Late-stage AI valuations have been, in large part, a function of training: the quality of the model, the size of the data advantage, the depth of the foundational research. These remain consequential. They are not the whole question.
The pricing discipline that matters now is inference. OpenAI, Google, and Meta are currently pricing inference below cost — a deliberate market-share decision that has created a false floor in the market for AI services. When capital discipline returns and that floor normalises upward, the companies able to sustain their cost structure will be separated from those that cannot. The distance between those two groups is already visible in the financials. It has not yet been fully absorbed into how private markets are pricing the category.
The frontier moved from training to inference some time ago. The capital behind it is still catching up.

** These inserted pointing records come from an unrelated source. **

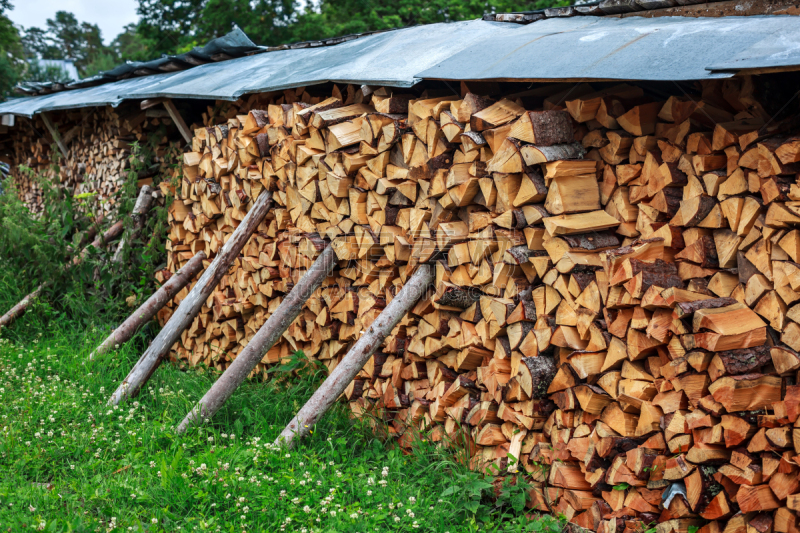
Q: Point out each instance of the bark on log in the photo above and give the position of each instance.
(592, 241)
(542, 370)
(18, 310)
(744, 360)
(140, 209)
(148, 310)
(542, 154)
(687, 308)
(267, 336)
(191, 305)
(355, 359)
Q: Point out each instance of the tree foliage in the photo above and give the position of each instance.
(66, 38)
(11, 64)
(176, 26)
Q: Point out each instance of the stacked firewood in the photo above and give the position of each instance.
(614, 311)
(99, 145)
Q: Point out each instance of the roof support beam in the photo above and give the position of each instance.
(54, 132)
(178, 120)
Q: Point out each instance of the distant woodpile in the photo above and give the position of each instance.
(98, 148)
(616, 278)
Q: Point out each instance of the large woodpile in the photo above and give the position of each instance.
(98, 142)
(614, 308)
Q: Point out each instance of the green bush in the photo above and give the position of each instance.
(40, 248)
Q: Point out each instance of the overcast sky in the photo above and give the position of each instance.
(110, 15)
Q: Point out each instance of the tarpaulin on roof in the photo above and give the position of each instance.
(578, 48)
(631, 48)
(391, 58)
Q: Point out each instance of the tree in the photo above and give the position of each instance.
(332, 18)
(66, 38)
(11, 54)
(175, 26)
(131, 45)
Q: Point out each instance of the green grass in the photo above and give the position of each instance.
(68, 462)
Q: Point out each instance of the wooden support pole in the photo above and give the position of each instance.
(267, 336)
(148, 310)
(140, 209)
(178, 120)
(191, 305)
(54, 132)
(17, 311)
(311, 413)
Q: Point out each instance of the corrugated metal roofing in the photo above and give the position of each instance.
(108, 94)
(390, 58)
(235, 44)
(576, 48)
(635, 48)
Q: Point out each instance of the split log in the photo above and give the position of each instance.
(354, 361)
(18, 310)
(267, 336)
(148, 309)
(191, 305)
(140, 209)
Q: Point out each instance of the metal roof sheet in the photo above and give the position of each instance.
(389, 58)
(633, 48)
(108, 94)
(576, 48)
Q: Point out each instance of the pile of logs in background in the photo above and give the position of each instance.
(98, 142)
(615, 306)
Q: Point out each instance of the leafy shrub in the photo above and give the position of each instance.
(40, 248)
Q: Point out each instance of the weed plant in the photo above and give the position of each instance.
(39, 249)
(68, 462)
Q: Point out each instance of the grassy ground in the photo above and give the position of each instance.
(70, 463)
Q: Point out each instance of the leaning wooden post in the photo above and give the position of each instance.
(191, 305)
(140, 209)
(260, 344)
(148, 310)
(18, 310)
(357, 357)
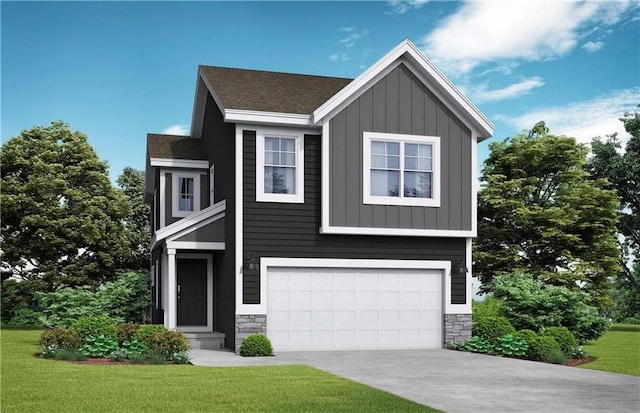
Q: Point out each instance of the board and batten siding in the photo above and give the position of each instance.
(399, 103)
(292, 230)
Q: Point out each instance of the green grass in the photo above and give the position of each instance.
(32, 384)
(618, 351)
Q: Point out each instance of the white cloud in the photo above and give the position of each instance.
(180, 130)
(339, 57)
(352, 36)
(497, 31)
(592, 46)
(583, 120)
(481, 94)
(403, 6)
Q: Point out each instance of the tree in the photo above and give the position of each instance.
(137, 231)
(61, 217)
(622, 171)
(539, 213)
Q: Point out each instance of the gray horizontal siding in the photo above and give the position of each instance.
(292, 230)
(399, 103)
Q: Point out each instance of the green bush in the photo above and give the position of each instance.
(542, 348)
(489, 307)
(166, 343)
(60, 338)
(95, 326)
(563, 337)
(492, 328)
(256, 345)
(511, 346)
(530, 304)
(146, 330)
(100, 346)
(126, 331)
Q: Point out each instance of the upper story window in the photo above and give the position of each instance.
(401, 169)
(186, 194)
(279, 167)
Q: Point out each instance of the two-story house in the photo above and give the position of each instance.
(326, 213)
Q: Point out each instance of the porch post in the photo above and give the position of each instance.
(172, 283)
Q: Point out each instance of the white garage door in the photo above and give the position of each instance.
(340, 309)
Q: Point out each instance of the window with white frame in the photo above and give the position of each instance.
(401, 169)
(279, 167)
(186, 194)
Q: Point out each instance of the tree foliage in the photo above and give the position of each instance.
(61, 217)
(137, 230)
(622, 170)
(538, 212)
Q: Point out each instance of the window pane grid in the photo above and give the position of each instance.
(404, 165)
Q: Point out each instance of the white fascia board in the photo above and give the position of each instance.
(272, 118)
(402, 232)
(191, 220)
(179, 163)
(411, 53)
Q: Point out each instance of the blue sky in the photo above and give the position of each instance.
(118, 70)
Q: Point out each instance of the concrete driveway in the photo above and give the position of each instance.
(454, 381)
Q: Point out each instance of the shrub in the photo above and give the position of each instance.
(256, 345)
(126, 331)
(492, 328)
(181, 357)
(563, 337)
(166, 343)
(511, 346)
(489, 307)
(146, 330)
(474, 345)
(61, 338)
(542, 348)
(530, 304)
(96, 326)
(100, 346)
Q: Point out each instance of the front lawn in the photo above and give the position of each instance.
(32, 384)
(618, 351)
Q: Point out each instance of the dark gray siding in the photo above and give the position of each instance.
(399, 103)
(213, 232)
(292, 230)
(218, 139)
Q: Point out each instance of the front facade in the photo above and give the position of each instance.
(325, 213)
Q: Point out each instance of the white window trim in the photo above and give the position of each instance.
(261, 196)
(367, 198)
(175, 193)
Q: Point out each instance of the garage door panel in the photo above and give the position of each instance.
(325, 308)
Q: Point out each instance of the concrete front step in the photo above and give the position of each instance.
(205, 341)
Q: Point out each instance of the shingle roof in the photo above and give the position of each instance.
(174, 147)
(271, 91)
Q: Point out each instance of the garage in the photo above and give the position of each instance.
(354, 308)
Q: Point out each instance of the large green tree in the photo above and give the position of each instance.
(622, 170)
(540, 213)
(137, 231)
(62, 219)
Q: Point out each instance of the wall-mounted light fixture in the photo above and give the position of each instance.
(251, 263)
(458, 268)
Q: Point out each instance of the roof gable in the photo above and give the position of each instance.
(407, 53)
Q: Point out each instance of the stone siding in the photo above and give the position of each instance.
(457, 327)
(247, 325)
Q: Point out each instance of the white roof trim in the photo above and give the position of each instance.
(215, 211)
(179, 163)
(428, 69)
(254, 116)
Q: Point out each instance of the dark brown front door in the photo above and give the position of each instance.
(192, 292)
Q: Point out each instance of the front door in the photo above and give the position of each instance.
(192, 292)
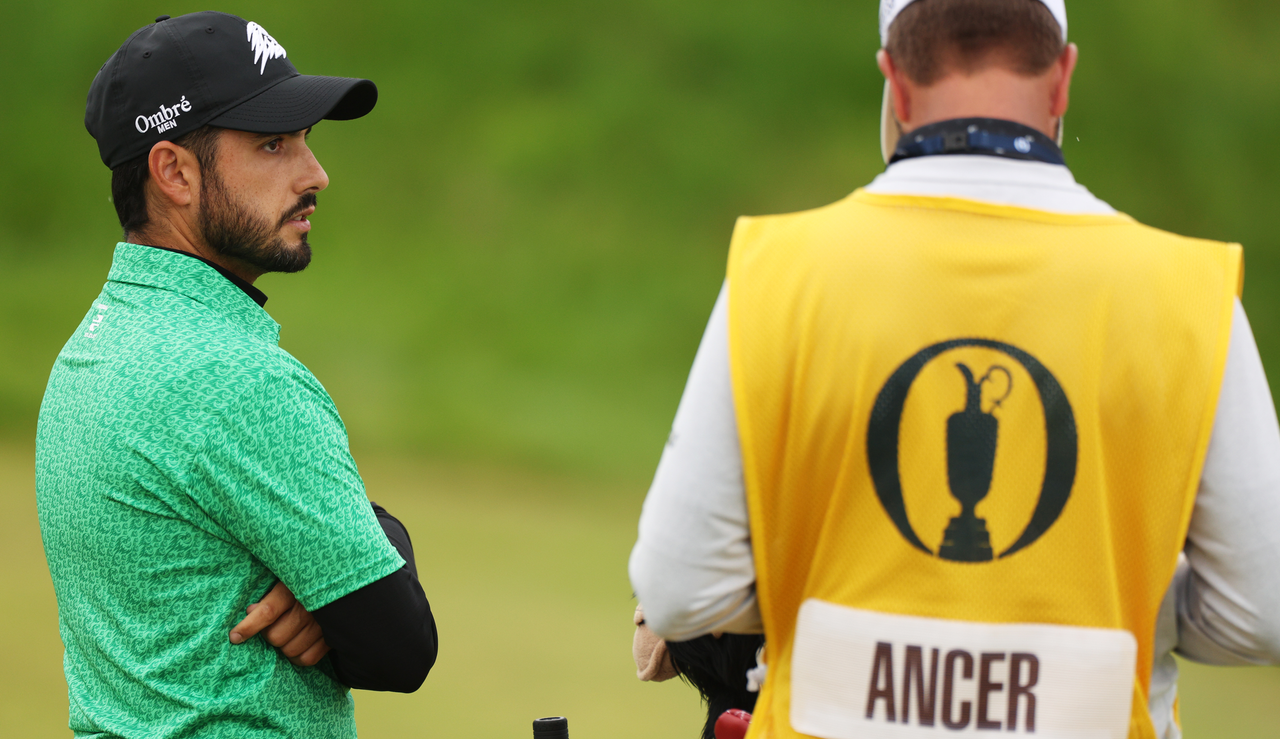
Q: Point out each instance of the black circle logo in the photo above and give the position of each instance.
(972, 441)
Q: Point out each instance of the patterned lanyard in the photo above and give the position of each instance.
(986, 136)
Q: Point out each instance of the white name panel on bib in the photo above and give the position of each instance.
(867, 675)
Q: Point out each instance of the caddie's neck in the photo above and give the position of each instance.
(993, 91)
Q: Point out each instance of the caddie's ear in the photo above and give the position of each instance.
(1063, 72)
(174, 173)
(897, 85)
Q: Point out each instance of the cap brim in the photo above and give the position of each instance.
(300, 103)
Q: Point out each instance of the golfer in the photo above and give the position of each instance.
(186, 465)
(949, 439)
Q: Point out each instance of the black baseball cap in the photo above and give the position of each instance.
(209, 68)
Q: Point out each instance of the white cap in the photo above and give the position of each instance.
(890, 10)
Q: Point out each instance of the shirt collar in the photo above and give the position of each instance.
(195, 278)
(1032, 185)
(252, 292)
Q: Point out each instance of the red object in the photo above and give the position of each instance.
(732, 724)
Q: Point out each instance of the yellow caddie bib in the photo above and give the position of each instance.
(972, 437)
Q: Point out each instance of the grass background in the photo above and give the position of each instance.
(513, 263)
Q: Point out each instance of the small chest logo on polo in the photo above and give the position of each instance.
(936, 439)
(263, 45)
(164, 119)
(96, 324)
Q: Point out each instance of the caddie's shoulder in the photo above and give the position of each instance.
(1159, 235)
(780, 223)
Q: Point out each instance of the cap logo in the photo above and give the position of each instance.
(263, 45)
(164, 119)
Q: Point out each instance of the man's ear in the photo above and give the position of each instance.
(1064, 68)
(174, 173)
(896, 85)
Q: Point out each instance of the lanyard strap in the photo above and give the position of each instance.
(986, 136)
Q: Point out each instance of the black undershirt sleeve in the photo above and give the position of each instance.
(383, 635)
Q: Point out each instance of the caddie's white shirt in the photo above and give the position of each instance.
(691, 566)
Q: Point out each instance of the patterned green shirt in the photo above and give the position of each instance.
(183, 464)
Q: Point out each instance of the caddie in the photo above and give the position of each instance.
(976, 451)
(219, 570)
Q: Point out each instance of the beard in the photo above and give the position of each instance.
(233, 229)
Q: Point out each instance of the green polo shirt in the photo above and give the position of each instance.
(183, 464)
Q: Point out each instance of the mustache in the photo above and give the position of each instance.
(306, 201)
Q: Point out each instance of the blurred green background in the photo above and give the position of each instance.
(513, 264)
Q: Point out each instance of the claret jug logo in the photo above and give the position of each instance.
(936, 441)
(263, 45)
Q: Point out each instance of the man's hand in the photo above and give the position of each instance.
(286, 625)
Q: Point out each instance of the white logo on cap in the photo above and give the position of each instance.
(264, 46)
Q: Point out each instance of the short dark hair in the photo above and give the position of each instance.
(933, 37)
(129, 179)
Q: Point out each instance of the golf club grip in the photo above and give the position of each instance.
(552, 728)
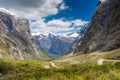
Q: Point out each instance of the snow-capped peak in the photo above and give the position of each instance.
(7, 11)
(74, 35)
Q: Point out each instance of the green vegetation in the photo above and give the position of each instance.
(34, 69)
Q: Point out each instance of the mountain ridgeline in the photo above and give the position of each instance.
(104, 31)
(60, 45)
(15, 39)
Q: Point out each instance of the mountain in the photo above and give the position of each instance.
(16, 41)
(59, 45)
(104, 31)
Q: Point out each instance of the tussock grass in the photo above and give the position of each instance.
(88, 70)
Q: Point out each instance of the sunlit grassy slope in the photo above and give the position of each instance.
(85, 68)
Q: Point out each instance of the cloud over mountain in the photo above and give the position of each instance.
(33, 8)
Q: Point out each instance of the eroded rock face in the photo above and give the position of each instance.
(15, 38)
(104, 31)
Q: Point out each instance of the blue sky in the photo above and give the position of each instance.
(78, 9)
(52, 16)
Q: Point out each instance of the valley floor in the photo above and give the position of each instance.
(69, 67)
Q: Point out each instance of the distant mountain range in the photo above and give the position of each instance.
(59, 45)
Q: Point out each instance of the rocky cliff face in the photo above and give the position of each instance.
(104, 31)
(55, 45)
(15, 39)
(60, 44)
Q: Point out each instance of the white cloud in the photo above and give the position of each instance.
(79, 22)
(38, 10)
(55, 26)
(63, 6)
(32, 9)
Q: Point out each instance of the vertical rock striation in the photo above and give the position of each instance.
(15, 39)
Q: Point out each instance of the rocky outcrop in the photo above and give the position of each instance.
(55, 45)
(104, 31)
(15, 39)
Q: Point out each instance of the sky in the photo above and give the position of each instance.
(52, 16)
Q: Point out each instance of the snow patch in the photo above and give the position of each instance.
(7, 11)
(102, 1)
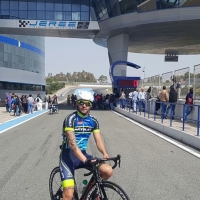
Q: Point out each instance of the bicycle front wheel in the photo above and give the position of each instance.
(55, 188)
(109, 191)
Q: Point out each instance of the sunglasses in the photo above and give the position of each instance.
(82, 102)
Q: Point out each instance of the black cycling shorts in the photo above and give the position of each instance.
(68, 164)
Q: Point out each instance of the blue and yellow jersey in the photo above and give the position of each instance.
(82, 126)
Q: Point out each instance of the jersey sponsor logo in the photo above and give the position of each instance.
(70, 120)
(83, 129)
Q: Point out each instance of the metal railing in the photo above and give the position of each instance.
(150, 108)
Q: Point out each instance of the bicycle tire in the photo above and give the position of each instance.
(58, 194)
(109, 187)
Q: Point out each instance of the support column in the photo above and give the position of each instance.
(118, 50)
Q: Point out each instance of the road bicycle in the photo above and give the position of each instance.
(97, 188)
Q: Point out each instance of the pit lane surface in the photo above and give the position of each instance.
(151, 168)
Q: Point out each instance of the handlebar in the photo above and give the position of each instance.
(101, 160)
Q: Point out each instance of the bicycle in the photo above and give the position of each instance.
(97, 188)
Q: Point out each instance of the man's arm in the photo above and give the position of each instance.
(73, 146)
(100, 144)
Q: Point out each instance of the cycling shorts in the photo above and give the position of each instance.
(68, 164)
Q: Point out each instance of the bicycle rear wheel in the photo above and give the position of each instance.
(55, 187)
(109, 190)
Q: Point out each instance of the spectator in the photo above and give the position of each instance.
(122, 100)
(172, 100)
(30, 101)
(141, 98)
(164, 98)
(134, 100)
(111, 101)
(178, 88)
(39, 102)
(189, 104)
(148, 96)
(8, 102)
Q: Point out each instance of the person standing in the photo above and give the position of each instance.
(164, 98)
(142, 97)
(134, 100)
(122, 100)
(173, 96)
(30, 101)
(189, 104)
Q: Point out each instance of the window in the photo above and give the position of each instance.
(85, 5)
(58, 16)
(32, 15)
(85, 16)
(23, 14)
(76, 16)
(31, 5)
(4, 4)
(14, 5)
(49, 6)
(40, 15)
(49, 15)
(76, 5)
(14, 14)
(67, 6)
(58, 5)
(67, 16)
(22, 5)
(40, 6)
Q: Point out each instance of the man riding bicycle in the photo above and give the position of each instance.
(77, 127)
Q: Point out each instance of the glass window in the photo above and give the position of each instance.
(49, 6)
(76, 5)
(32, 15)
(58, 7)
(6, 13)
(58, 16)
(40, 6)
(23, 14)
(85, 5)
(67, 6)
(49, 15)
(40, 15)
(31, 5)
(14, 5)
(4, 4)
(67, 16)
(22, 5)
(85, 16)
(14, 14)
(75, 15)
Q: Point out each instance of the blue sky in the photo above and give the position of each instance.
(70, 55)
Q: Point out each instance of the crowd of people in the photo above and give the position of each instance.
(165, 101)
(27, 103)
(101, 102)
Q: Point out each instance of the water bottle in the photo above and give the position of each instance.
(83, 186)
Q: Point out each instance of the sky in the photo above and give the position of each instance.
(74, 55)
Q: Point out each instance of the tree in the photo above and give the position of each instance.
(102, 79)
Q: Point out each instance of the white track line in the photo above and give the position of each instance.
(22, 122)
(161, 136)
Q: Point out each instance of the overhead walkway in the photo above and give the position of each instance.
(151, 168)
(185, 132)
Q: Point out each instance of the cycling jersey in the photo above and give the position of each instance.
(82, 126)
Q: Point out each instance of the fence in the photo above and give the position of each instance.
(182, 79)
(151, 109)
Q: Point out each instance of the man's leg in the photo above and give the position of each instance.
(106, 171)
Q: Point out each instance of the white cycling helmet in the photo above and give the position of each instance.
(85, 95)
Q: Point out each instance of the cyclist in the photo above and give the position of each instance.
(68, 100)
(77, 128)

What are AI inference costs? AI inference costs are the computing expenses incurred each time an AI model generates a response — processing a query, generating an image, running an autonomous task. Unlike training costs, which are a one-time capital expenditure to build the model, inference costs are operational and recur with every use. They scale directly with adoption: the more users a product attracts, the higher the inference bill.
Why do AI inference costs matter for private market valuation? Private market valuations of AI companies have largely reflected the cost and quality of building the underlying technology — training data, model architecture, research depth. Inference costs — the ongoing expense of running those models at scale — have been less fully reflected in how the market prices these companies. As companies move from growth to operational maturity, the gap between what it costs to build AI and what it costs to serve it becomes the defining factor in whether the economics are sustainable.
What is the difference between AI training cost and inference cost? Training cost is the capital expenditure required to build an AI model: computing time, data, engineering. It is finite and front-loaded. Inference cost is the operational expenditure of running the model in production: every query answered, every image generated, every automated process served. Training cost is incurred once. Inference cost compounds continuously with usage — and the relationship between the two is not linear. OpenAI’s GPT-4 cost approximately $150 million to train and an estimated $2.3 billion to run over the following two years.
Which AI companies are most exposed to inference cost pressure? Companies with high usage volume and flat-rate pricing structures face the sharpest inference cost exposure — the model grows faster than the revenue it generates. Consumer AI products with large user bases, coding assistants with heavy session usage, and agentic products that execute multi-step tasks are all structurally intensive on the inference side. The transition toward agentic AI — where models take sequences of actions rather than answering single queries — substantially increases the per-session compute cost, which is why multiple firms have revised their pricing structures in 2025 and 2026.
This article is published for informational purposes only and does not constitute an offer or solicitation to buy or sell any security. Nothing herein should be construed as investment advice.